Dat blijkt uit een rapport van CLM Advies dat de verwachtingen van boeren over beweiding heeft gepeild.
In 2006 loopt nog circa 83 procent van de melkkoeien buiten.
Volgens CLM, dat een enquête onder 600 melkveehouders heeft gehouden, zal in 2016 57 procent van de melkkoeien permanent worden opgestald. Met name in Flevoland lopen de koeien alleen nog binnen.
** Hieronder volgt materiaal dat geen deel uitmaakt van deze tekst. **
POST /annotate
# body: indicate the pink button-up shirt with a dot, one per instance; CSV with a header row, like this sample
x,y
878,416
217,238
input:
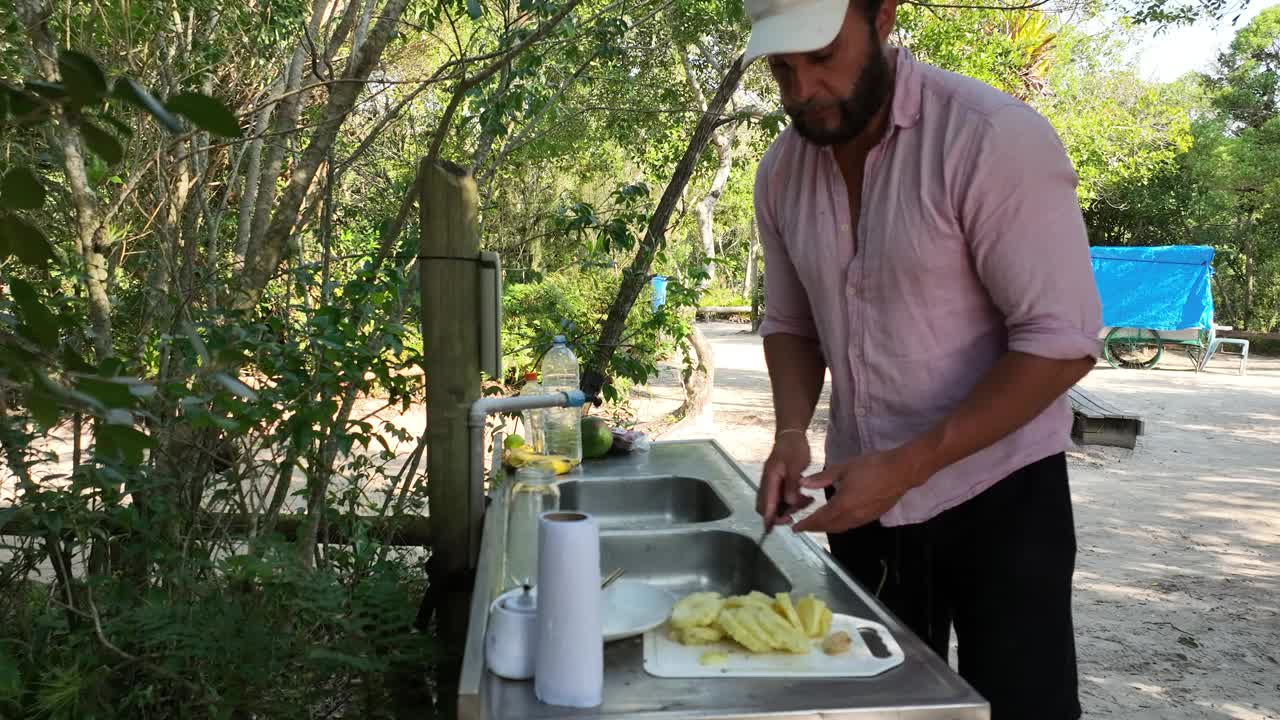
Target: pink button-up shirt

Godsgeklaagd is dat boeren het op stal houden
van koeien verdedigen met het argument dat
het goed zou zijn voor het milieu. Een koe
die niet mest in de wei, zou de milieudruk
verlagen. Door de mest eerst in de stal
te verzamelen zou vervolgens beter bepaald
kunnen worden waar de mest uitgereden zou
moeten worden. Natuurlijk is dit waar en
bij een gezonde balans tussen periode op
stal en periode in de wei verzamelt een veehouder
voldoende mest om zijn mest af te
zetten waar het nodig is. Maar de veestapel in ons land is zo groot geworden dat er mest
wordt overgeproduceerd, althans meer dan
minimaal nodig is voor bemesting van gewassen.
In de praktijk wordt overbemest,
net tot of over de grens van wat het land
nog kan verwerken of wordt gezocht naar toepassingen
als verbranding en energieopwekking. Daarvoor
is mest niet bedoeld en dit kan zeker niet
als duurzaam of milieuvriendelijk worden aangemerkt.
Door op natuur en welzijn
te bezuinigen ziet de boer een kans om op
kostprijs van vlees en zuivel te bezuinigen
en zo meer inkomen over te houden.
Het lijkt voor de hand te liggen om de kosten
voor weidegang en natuuronderhoud door te
berekenen aan de consument. Maar hoe moet
dat worden geregeld? Moet dat worden afgedwongen
door weidegang wettelijk te verplichten,
waarna de marktwerking zal zorgen voor doorberekening?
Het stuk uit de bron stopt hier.